When to Plant Strawberries
Love fresh strawberries? Grow your own this year.
I’m a big fan of u-pick farms and have spent choice hours duck-walking along strawberry rows, gathering those bright red berries. The sore muscles that follow all that crouch-and-stoop picking are worth every sweet, juicy bite.
There’s just one thing that’s better than a bucket full of u-pick strawberries, and that’s the ones you grow yourself. Picking berries to toss onto cereal while in your pj’s—not much beats that. If you love fresh strawberries, consider growing your own. It’s planting season.
Planting Time Signals
When you plant strawberries, you plant either dormant, bareroot strawberry crowns or transplants, which have leaves.
- The right time for planting dormant crowns is in late winter to early spring, any time night temperatures stay above 25°F. Of course, in regions where winter brings frozen ground, you must also make sure that the ground is no longer frozen. Late spring frosts don’t usually harm dormant crowns.
- The right time for planting leafy transplants, which often appear for sale in late spring, is as soon as possible in spring. These plants need to establish before summer heat arrives if they have any hope of surviving. Late spring frosts could harm leaves and possibly growing crowns.
When to Plant
The U.S. Department of Agriculture has established ideal times for planting strawberries based on growing zone. These recommendations cover both in-ground beds and container planting.
- Zones 9-10: Plant from December through February.
- Zone 8: Plant from December through the middle of March.
- Zone 7: Plant from December through early April.
- Zone 6: Plant from early March to the middle of April.
- Zone 5: Plant from early April to early May.
- Zones 3-4: Plant from early May to the middle of May.
Beat the Calendar
It is possible to plant strawberries outside the ideal times by tucking them into containers. When you grow strawberries in hanging baskets, pots or a traditional strawberry jar, you can get away with planting earlier with great success. With early plantings, dodging the threat of frost is as simple as covering plants or moving the entire pot into a protected setting, such as a covered porch or garage.

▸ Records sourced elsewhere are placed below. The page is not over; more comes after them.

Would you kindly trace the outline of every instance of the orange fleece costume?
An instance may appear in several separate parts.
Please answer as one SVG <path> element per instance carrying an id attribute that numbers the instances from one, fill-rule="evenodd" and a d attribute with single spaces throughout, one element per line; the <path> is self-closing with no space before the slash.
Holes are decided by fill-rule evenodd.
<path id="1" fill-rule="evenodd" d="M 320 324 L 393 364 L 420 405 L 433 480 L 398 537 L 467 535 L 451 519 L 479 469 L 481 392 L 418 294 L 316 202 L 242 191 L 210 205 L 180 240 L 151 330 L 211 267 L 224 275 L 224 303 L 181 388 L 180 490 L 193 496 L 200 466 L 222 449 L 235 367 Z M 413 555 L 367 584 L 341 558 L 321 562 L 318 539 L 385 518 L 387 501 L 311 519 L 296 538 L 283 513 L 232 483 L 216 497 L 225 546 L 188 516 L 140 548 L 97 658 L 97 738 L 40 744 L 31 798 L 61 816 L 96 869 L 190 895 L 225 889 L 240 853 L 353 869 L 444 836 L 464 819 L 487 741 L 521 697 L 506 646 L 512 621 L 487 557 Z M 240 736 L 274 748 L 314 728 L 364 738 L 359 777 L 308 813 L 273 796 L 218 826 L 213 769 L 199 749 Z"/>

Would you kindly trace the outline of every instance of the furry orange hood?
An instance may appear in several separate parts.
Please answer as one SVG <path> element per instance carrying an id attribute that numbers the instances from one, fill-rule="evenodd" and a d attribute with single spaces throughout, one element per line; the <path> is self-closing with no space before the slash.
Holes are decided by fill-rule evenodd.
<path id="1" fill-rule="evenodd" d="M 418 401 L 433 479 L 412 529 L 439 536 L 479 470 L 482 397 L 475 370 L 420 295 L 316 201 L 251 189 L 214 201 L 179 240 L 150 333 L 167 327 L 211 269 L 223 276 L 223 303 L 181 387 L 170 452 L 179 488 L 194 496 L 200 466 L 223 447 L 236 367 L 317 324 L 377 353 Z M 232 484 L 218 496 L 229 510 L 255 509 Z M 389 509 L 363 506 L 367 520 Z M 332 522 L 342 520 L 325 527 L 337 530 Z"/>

The one exception is planting strawberries into a vertical garden, like a FloraFelt planting pocket (above). Strawberry plants in a vertical planter are growing in little soil and have limited protection from cold for either roots or leaves. It’s best to wait for ideal planting windows when creating a living wall of strawberries.
Too Late to Plant
It’s really too late to plant strawberries in the ground once summer heat arrives. It’s possible, but plants need a steady moisture supply, which means you need to water perhaps daily, depending on heat. Most garden centers carry strawberries at the right time of year for planting, so you may not be able to buy plants locally once summer arrives.